T-Mobile’s blurb sums it up best:

The way we buy wireless in this country is patently absurd. So we’re changing it. With T-Mobile Test Drive, you can take our data-strong network for a spin for seven days on Apple’s latest, greatest iPhone – the iPhone 5s. There’s no cost. No hidden fees. No obligation.

And no more buying blind. I want you to know our network will work for you and your family – at home, at work, at school and everywhere in between –before you make a decision. I want you to experience our kick-ass network for yourself.

T-Mobile and its MetroPCS subsidiary currently serve nearly 50 million wireless subscribers in the United States.

T-Mobile’s Wideband LTE with 15+15 MHz service is currently in sixteen U.S. markets: Atlanta, GA; Birmingham, AL; Columbus, OH; Dallas, TX; Detroit, MI; Honolulu, HI; Houston, TX; Jacksonville, FL; Los Angeles, CA; Minneapolis, MN; Mobile, AL; Orlando, FL; Portland, OR; Seattle, WA; Tampa, FL and Upstate, NY.

As for its Voice over LTE (VoLTE), it’s supported in the following fifteen markets: Atlanta, GA; Austin, TX; Boston, MA; Chicago, IL; Dallas, TX; Houston, TX; Long Island, NY; Los Angeles, CA; Minneapolis, MN; New Jersey, New York, NY; Philadelphia, PA; San Francisco, CA; Seattle, WA and Washington, D.C.

T-Mobile was the first U.S. carrier to have commercially deployed VoLTE technology. The company is expecting to deliver nationwide VoLTE before the end of 2014.

And according to T-Mobile CTO Neville Ray, its LTE is now covering more than 220 million people in the United States. They’re expecting to blanket 230 million of U.S. population by the end of this month and 250 million by the end of 2014.

Basically, T-Mobile has gone from zero to nationwide LTE in under nine months.

  • Rowan09

    T-mobile won me over with unlimited international data and texting.

    • MacGuru17

      Exactly. No more having to remove my SIM when I visit Canada so I don’t get eaten alive by AT&T.

      • Jack Wong

        Same as Verizon, Sprint, not just At&t.

    • Jack Wong

      I have that for my iPad air also, did not work in China, did not work in Taiwan, did not work in Hong Kong and these are the country included.

      • Rowan09

        Wow that suck.

      • Jack Wong

        Everyone should know how small is Hong Kong compare with any other country…

        The Tmobile rep. told me they can’t guarantee the coverage… and I was in the main city in Hong Kong.
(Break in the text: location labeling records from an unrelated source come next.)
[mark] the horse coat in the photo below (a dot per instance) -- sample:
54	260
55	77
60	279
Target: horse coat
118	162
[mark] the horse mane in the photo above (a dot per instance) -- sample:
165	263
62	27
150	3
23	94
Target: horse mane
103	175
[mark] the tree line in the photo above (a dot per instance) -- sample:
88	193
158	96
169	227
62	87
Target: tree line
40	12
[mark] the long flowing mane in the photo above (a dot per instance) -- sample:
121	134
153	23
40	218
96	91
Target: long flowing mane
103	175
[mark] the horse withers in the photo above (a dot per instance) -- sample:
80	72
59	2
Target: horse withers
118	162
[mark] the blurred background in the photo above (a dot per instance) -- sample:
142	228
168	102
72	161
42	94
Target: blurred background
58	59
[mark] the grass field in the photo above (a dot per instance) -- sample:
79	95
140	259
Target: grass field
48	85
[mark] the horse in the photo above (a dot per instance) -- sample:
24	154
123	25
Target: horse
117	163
        I was not able to get it activate easy also… because Tmobile send the password to the new user via SMS… do we get SMS on tablet?! No… spent hours on phone with them for just this simple activation process…
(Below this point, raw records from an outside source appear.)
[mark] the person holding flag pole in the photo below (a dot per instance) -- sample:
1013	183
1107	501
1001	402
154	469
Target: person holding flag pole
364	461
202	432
        Anyway, no free lunch.

  • Jimmy Velletta

    That is a great idea. I switched to T-Mobile months ago and the LTE is faster than Verizon’s in my area. Cheaper bill, JUMP, I don’t know why people wouldn’t switch.

    • chris125

      Lack of coverage where they live maybe?

  • Jared

    The prospect of Sprint acquiring them is a BIG turn off for me. I had Speint very briefly and didn’t even stick it out with my contract. My phone was always in roaming, no one I knew was using Sprint. The fact they they don’t support simultaneous voice and data was also a factor in ending the contract. I really hope the Feds don’t approve such an acquisition.

    • Jerry

      yeah that is turning me off too but if this guy stays as the head then we’ll have a bright future. But sprint 100% sucks and I’m in NYC.

  • 空白

    T-Mobile is dumping on people. Lol I’d be scared of something like this though. That’s a lot of money floating around.

  • Rodney Coleman

    I switched from tmobile to VZW

    Best move ever lol

    Can travel texas and have data all the time. Tmobile is doing desperate attempts. But when u mix sprint service with tmobile it won’t be anything good. Glad I left

  • Eikast

    I’m glad that tmobile is doing all this. I would never switch from Verizon with truly unlimited data but I appreciate the pressure that they apply to other carriers .

    • Rowan09

      Verizon has great coverage but the prices are too high.